Either way, the idea is the same – you’re getting something from the social networks you can’t get anywhere else. But is that an addiction?
Certainly, the devices are helpful. We have access to the complete sum of human knowledge sitting in our pockets which means we can find out anything at any time. The Guinness Book of World Records, originally supplied by the beer company to help settle bar bets, is no longer needed. A 30-second search and you know the answer to any trivia question and 60-seconds can get you access to university level research on any topic. But if you can’t focus on where you’re driving or walking because of that access, that could signify a problem.
We can have video chats with friends and family half a world away, but if we do this at the expense of the people half a room away, are we gaining anything? Kids being raised in this environment are going to grow up understanding screens better than their grandparents ever could. They’re able to multi-task with amazing efficiency but is that at the cost of interpersonal relationships?
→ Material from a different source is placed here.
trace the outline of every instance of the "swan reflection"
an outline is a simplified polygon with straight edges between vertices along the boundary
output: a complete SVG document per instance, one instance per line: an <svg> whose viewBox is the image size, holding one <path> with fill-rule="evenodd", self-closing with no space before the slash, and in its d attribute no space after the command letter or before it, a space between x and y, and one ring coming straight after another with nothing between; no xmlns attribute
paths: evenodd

Clinical psychologist Stephanie Marcy, Ph.D., was quoted in a 2017 LA Parent article that she’s “seeing these adolescent tantrums, where they run out of battery or the Wi-Fi shuts down and it’s like World War III has occurred.” Marcy continues to describe the cycle wherein the less children are interacting socially, the more they feel cut off, which leads them to feel worse about themselves and that leads to more isolation and depression. And it’s not just kids. In July of 2015, a patron of the Broadway show Hand to God climbed onto the set before the show started to plug his cell phone into the (fake) wall outlet.
There’s an old adage in horsemanship, an admonishment to ward against the idea that the man is not riding the horse, but the horse is riding the man. Or maybe it’s the concept of the tail wagging the dog? In other words, it’s not about the technology itself, but instead it’s all about how we use it. It’s about not letting that little device in our pockets control us, but instead, having a healthy relationship with our phones and, by extension, ourselves and our loved ones.
Now, if you’ll excuse me, I think I just felt my pocket vibrate.